Yıldız Kenter’i izlerken aşkın ne kadar değişken, değiştiren bir şey olduğuna kendi gözlerimle tanıklık ediyordum ve bakışlarından saymaya başlamıştım, o gün bu gündür hala bitiremediğim farklı yüzlerini aşkın. Yıldız Kenter bakıyor, Müşfik Kenter konuşuyordu ve ben, kah birinin gözüne, kah diğerinin sesine aşk büyütüyordum.

Daha sonraları Sineklidağ derler, ücra ve fakir bir mahalledeki gecekonduda Zilha’nın(*) çapkın omuzları üzerinden şöyle bir dönüp çakmak çakmak gözlerini benimkilere dikti Ğülriz Sururi. İnsan, sözün bittiği o yerden bakışlarını uzatıp kaldığı yerden gözleriyle devam edebilirmiş. Gördüm ve iman getirdim. Gözlerimi sadece görmek için değil bakmak ve baktığım şeye mana kazandırmak için de kullanabileceğimi ögrendim. Böylece, sözden oldukça büyük tasarruf elde ettim zaman içinde.

Genco Erkal’ın coşkun nehirler gibi çağıldayan sesinden, bir kısrak başı olup Akdeniz’e uzanan memleketimi dinledim avaz avaz.(**) Ve şayak kalpaklı adamın, bıraksalar ince uzun bacakları üzerinde yaylanarak ve karanlıkta akan bir yıldız gibi kayarak Kocatepe’den Afyon’a(***) nasıl da atlayıvereceğine tanık oldum. Ülkemin tarihini, coğrafyasını ve insanını öğrendim hiç gitmeden, yaşayıp görmeden ve tanımadan.

Melih Cevdet Anday, Mikadonun Çöpleri’ni yazarken ne düşünüyorsa, Zeliha Berksoy’un insanüstü bir yetiyle onlara ulaşabildiğini düşündüm oyunu izlerken. Zira, ustanın kendisi bile itiraf etmiş ‘en anlaşılmaz oyunumdur.’ diye. Keşke yaşayıp Berksoy Hoca’nın rejisini izleyebilme şansı olsaydı, çok şaşırırdı eminim.

Ben büyümeye devam ediyordum bu arada. Artık gördüklerim yetmemeye başlayınca şikayetler ve sızlanmalar geldi hemen ardından. Zannetmiştim ki, Kenter’ler aşkı anlata anlata bitiremeyeceklerini anlayıp herhangi bir ‘son’ beklentisinden kurtulmuş aşkları anlatmaya devam edecekler. Düşünmüştüm ki, Brecht Işık Yenersu’nun sesinde hiç susmayacak ve Zeliha Berksoy, çağdaş oyun yazarlarının eserlerini de sahneye koyacak kadar uzun yaşayacak.

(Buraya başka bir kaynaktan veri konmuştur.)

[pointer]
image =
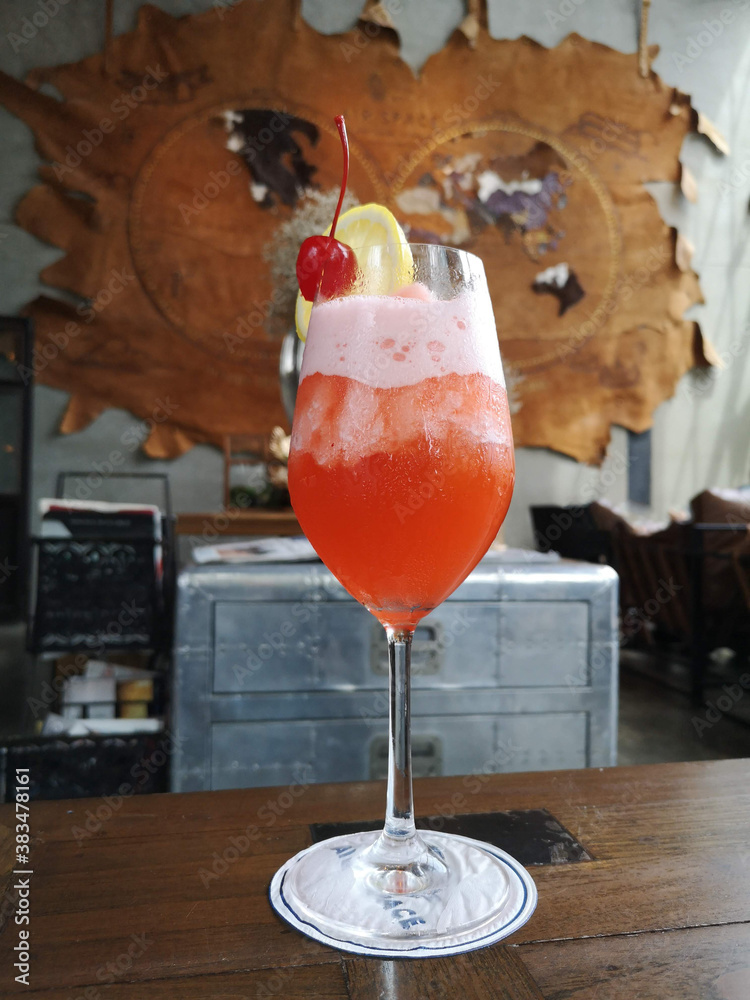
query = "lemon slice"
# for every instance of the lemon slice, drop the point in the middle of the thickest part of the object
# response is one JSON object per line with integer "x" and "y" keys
{"x": 366, "y": 226}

Oysa ne oldu?.. Kendi özgür irademizi ve fikir özgünlüğümüzü ettiğimiz gibi, tiyatromuzu da tiyatro sanatçılarımızı da t.v. kanallarının iyi, kötü her şeyi harmanlayıp anlamsız ve sıradan karışımlar yaratmaya meraklı, insafsız ellerine teslim ettik. Sevgiye yol açmak için kolayca delinen o dağlar, aşk uğruna günlerce susuz kalınarak geçilen çöller, bir insanı sevmekle başlayan her şey ve güzelim memleket, hepsi… Havasız birer t.v. stüdosundan ibaret şimdi. Ve ben, Erdal Özyağcılar gibi, Hümeyra gibi ve Şebnem Sönmez gibi ustaları ilkokul piyeslerini andıran, birbirlerinin ayaklarına kazara bastıklarında çok komik bir şeymiş gibi güldürmeyi umacak kadar kötü, basma kalıp ve sıradan senaryoların içinde reyting kavgası verirken gördükçe İlham Abi’mi rahmetle anıyorum. İyi ki gencecik öldü de bu günleri görmedi. Ölümün de hayırlısı olurmuş demek ki…

(*) Kesanli Ali Destani isimli Haldun Taner'in unlu oyununun gectigi yer ve bas kahramanlarindan biri. Kesan'li Ali, Zilha'ya asiktir.